This issue one of the desktop team priorities, so I thought I’d start a discussion with the aim of getting the necessary changes merged to snapd.
Rationale
The basic problem is that at the moment strict confined snaps need to ship their own fonts. This is a problem for a number of reasons:
- The bundled font(s) may not cover the end user’s native language.
- If the snap bundles many fonts, it will significantly increase the size of the snap. For example, the Noto font family covering CJK languages is 285 MB on disk.
- If the user has selected a different interface font, then there is no guarantee that the snap includes it.

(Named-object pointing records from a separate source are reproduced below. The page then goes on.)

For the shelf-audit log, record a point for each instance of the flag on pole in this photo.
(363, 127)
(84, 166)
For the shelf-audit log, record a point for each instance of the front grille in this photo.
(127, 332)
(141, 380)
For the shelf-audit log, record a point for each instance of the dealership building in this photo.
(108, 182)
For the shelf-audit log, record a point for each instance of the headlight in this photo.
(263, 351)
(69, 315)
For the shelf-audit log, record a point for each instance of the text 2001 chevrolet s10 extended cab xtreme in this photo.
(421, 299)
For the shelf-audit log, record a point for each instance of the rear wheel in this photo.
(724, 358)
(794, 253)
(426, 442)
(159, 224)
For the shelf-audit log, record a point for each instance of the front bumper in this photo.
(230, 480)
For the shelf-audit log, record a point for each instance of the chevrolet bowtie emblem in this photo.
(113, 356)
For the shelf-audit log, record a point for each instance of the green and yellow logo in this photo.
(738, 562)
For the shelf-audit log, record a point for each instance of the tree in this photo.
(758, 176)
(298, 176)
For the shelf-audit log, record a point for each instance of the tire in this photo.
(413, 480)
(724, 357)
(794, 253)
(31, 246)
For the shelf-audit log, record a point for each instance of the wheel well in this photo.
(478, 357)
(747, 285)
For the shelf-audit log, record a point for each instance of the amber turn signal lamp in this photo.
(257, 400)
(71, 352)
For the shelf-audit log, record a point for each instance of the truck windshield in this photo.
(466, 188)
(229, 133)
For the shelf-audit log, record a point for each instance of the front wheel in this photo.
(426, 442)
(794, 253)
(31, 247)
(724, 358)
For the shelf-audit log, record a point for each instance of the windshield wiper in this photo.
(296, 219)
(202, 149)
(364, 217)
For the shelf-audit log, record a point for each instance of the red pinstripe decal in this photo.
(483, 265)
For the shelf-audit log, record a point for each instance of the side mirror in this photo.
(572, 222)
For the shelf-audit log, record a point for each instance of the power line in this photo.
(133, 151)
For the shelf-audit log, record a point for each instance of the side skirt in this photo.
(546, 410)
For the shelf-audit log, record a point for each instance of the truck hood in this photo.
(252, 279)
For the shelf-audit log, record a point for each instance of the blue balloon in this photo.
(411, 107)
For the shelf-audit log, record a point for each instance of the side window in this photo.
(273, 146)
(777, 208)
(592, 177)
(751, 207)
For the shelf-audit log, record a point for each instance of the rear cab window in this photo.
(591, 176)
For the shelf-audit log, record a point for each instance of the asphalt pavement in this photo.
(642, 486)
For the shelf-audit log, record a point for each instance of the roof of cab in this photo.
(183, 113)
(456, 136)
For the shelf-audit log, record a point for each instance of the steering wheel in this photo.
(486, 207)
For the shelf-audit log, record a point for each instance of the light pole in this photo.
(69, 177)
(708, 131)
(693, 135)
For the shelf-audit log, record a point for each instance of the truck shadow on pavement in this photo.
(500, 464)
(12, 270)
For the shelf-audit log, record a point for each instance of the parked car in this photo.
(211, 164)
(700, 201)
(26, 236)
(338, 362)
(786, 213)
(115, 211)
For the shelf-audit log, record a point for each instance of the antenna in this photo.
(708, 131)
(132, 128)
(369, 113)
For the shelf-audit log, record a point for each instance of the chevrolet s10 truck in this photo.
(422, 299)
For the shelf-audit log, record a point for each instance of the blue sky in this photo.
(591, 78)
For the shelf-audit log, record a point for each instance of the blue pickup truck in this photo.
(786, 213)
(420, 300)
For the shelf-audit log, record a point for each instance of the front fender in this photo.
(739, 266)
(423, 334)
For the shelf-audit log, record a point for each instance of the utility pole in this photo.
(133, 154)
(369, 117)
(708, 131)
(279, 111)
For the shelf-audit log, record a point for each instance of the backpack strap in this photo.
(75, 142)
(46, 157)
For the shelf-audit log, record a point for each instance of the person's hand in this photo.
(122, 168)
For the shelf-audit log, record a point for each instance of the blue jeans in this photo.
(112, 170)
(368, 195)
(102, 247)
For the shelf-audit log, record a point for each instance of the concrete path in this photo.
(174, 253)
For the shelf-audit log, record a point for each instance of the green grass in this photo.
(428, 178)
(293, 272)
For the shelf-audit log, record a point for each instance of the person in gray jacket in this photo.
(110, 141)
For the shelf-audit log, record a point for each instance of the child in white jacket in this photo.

So there are good arguments to allow a snap to use fonts from outside sources. Since font formats are relatively stable (unlike themes), giving a snap access to the fonts on the host system seems like a reasonable path to take. It will also ensure that a font capable of displaying the user’s native language is available.
Requirements
The standard system for managing fonts on Linux systems is fontconfig, so the end goal is to make the fonts available via that system. This is going to involve access to the following data:
- Read-only access to Font files, which might be stored in:
/usr/share/fonts
/usr/local/share/fonts
~/.local/share/fonts
~/.fonts
- Read-only access to fontconfig cache files stored in:
/var/cache/fontconfig
-
~/.cache/fontconfig
(this one can probably be skipped)
- Read-only access to configuration files, which are stored in:
/etc/fonts
~/.config/fontconfig
~/.fonts.conf
As pretty much every graphical application is going to display text, I think it would make sense to make the font access rules part of the new desktop
interface.
Fontconfig caches
While fontconfig can regenerate its caches in the user cache directory, this will slow down application start up on first run (or any time fonts are changed on disk). Making the existing cache files available is desirable. The caches contain only information derived from the font files, so it shouldn’t represent an information leak.
One issue is that cache files reference the full path name of the directory they cover. This means that if the fonts are bind mounted to a different location, the cache will be invalid. There is some work to solve this upstream (fontconfig bug 101889, but perhaps we can use the layouts feature to help? Or maybe just make sure the core snap contains empty directories at the right locations to use as bind mount points.
Fontconfig configuration files
There are a number of things fontconfig’s configuration files may be used for:
- Users remapping what the abstract
sans
,serif
, andmonospace
font names map to - System wide configuration for fonts, either restricting a font to a particular language or marking it as a substitute for some other font it is metric compatible with.
Without access to this configuration data, confined applications may pick different fonts compared to those outside the sandbox.